What carries the argument
The three-round Delphi expert elicitation process applied to ratings of 24 AI risks on harm probability, severity, actor and sector vulnerability, and responsibility for mitigation.
If this is right
- General-purpose AI developers and governance actors including governments and regulators carry primary responsibility for addressing the highest-probability catastrophic risks.
- Mitigation measures can reduce the number of risks above the 10 percent catastrophe threshold from 18 to five.
- Information, finance, and national security sectors are the most vulnerable across nearly all risks.
- AI users and the general public are judged the most exposed to harms from all 24 risks.
- All risks exceed 5 percent probability of catastrophe, supporting broad attention to prioritization.
Where Pith is reading between the lines
- The responsibility assignments could inform the design of liability rules or standards for AI developers and governments.
- Repeated Delphi rounds over time could track whether expert probability estimates shift with new evidence or events.
- The sector vulnerability findings might guide targeted resilience investments in information and national security systems.
Load-bearing premise
The aggregated judgments of the 272 selected experts accurately estimate the probabilities of rare catastrophic AI outcomes and correctly assign responsibility for addressing them.
What would settle it
A follow-up observation or different expert panel showing that actual catastrophic events by 2030 occur at rates well below or above the reported probabilities, or that responsibility attributions differ markedly when tested against real-world outcomes.
read the original abstract
Artificial intelligence poses many risks, ranging from familiar present-day harms to unprecedented and potentially catastrophic ones.

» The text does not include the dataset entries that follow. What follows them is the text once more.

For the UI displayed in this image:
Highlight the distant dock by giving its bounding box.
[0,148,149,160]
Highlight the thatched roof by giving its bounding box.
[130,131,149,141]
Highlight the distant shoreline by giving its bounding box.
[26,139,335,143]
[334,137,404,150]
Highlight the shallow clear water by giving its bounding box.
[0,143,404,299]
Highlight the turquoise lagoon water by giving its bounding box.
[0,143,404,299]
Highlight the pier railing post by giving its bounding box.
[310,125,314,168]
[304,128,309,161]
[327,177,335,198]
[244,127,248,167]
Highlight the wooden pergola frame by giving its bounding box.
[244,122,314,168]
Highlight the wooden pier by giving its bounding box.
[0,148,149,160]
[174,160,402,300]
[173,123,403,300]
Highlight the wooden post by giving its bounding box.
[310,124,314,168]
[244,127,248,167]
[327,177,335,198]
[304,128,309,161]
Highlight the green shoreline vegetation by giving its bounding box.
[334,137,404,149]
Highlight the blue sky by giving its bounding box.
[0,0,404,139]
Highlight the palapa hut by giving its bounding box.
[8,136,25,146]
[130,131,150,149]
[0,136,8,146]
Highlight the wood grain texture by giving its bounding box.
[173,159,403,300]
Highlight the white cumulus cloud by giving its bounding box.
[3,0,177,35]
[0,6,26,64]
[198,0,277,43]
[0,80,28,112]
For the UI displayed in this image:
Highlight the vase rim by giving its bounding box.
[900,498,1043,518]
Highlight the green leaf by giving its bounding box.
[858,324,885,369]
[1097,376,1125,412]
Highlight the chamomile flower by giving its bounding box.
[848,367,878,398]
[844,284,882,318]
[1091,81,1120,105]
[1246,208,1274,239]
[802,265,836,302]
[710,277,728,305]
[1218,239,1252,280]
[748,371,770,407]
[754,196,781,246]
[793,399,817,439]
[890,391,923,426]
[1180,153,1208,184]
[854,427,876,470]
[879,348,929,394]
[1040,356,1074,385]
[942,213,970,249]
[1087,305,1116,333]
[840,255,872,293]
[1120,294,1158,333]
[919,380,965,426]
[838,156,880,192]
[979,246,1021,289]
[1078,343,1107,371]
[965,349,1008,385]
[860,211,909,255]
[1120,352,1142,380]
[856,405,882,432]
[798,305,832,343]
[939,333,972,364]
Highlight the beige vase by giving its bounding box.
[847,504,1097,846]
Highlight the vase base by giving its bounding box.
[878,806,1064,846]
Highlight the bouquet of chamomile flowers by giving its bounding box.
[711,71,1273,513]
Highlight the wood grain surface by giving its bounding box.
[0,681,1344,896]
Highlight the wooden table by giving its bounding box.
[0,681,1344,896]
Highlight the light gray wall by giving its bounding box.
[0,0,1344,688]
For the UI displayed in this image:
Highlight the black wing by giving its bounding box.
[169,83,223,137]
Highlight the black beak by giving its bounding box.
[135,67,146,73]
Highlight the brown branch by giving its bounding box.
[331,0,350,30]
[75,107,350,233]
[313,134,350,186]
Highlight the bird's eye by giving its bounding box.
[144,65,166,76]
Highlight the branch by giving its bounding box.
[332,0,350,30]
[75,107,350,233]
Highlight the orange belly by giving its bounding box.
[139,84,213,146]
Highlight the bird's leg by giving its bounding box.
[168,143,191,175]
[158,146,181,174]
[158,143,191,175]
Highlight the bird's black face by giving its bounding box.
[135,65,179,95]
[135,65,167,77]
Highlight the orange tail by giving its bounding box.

Effective risk management requires prioritization: we must understand which risks are most severe, who is most vulnerable, and who is most responsible for addressing them. We report results from a three-round Delphi study conducted late 2025 with 272 international AI experts. Experts rated 24 AI risks on harm probability and severity, sector and actor vulnerability, actor responsibility, and overall concern. Experts estimated the five most severe harms in the next 5 years were likely to come from dangerous capabilities, competitive dynamics, weapons & cyberattacks (including CBRNE), power centralization, and false information. In a business-as-usual scenario, experts judged 18 of 24 risks as having a more than 10% probability of catastrophic outcomes (e.g., more than 1 million deaths or more than USD 100B in financial loss) in the next 5 years (2025-2030). In a scenario where pragmatic mitigations are implemented, experts still judged five risks as having a more than 10% probability of catastrophic outcomes: dangerous capabilities, weapons & cyberattacks, environmental harm, inequality & unemployment, and power centralization. All 24 risks were judged as being more than 5% likely to cause catastrophic outcomes. AI users and the general public were judged the most vulnerable to these risks, but experts assigned the highest responsibility for addressing them to general-purpose AI developers and governance actors (including governments, regulators, and standards bodies). Across most risks, experts identified information, finance, and national security as the most vulnerable sectors. These findings can guide AI risk prioritization and clarify expert expectations about who should bear responsibility for mitigation.
Editorial analysis
A structured set of objections, weighed in public.
Referee Report
Summary. The manuscript reports results from a three-round Delphi study with 272 international AI experts who rated 24 AI risks on harm probability and severity, sector/actor vulnerability, actor responsibility, and overall concern. Under a business-as-usual scenario, experts judged 18 of 24 risks to have >10% probability of catastrophic outcomes (e.g., >1M deaths or >$100B loss) by 2030; even with pragmatic mitigations, five risks remain above this threshold. The top severe harms identified are dangerous capabilities, competitive dynamics, weapons & cyberattacks (incl. CBRNE), power centralization, and false information. AI users and the public are rated most vulnerable, while general-purpose AI developers and governance actors (governments, regulators, standards bodies) bear highest responsibility; information, finance, and national security sectors are most exposed across risks.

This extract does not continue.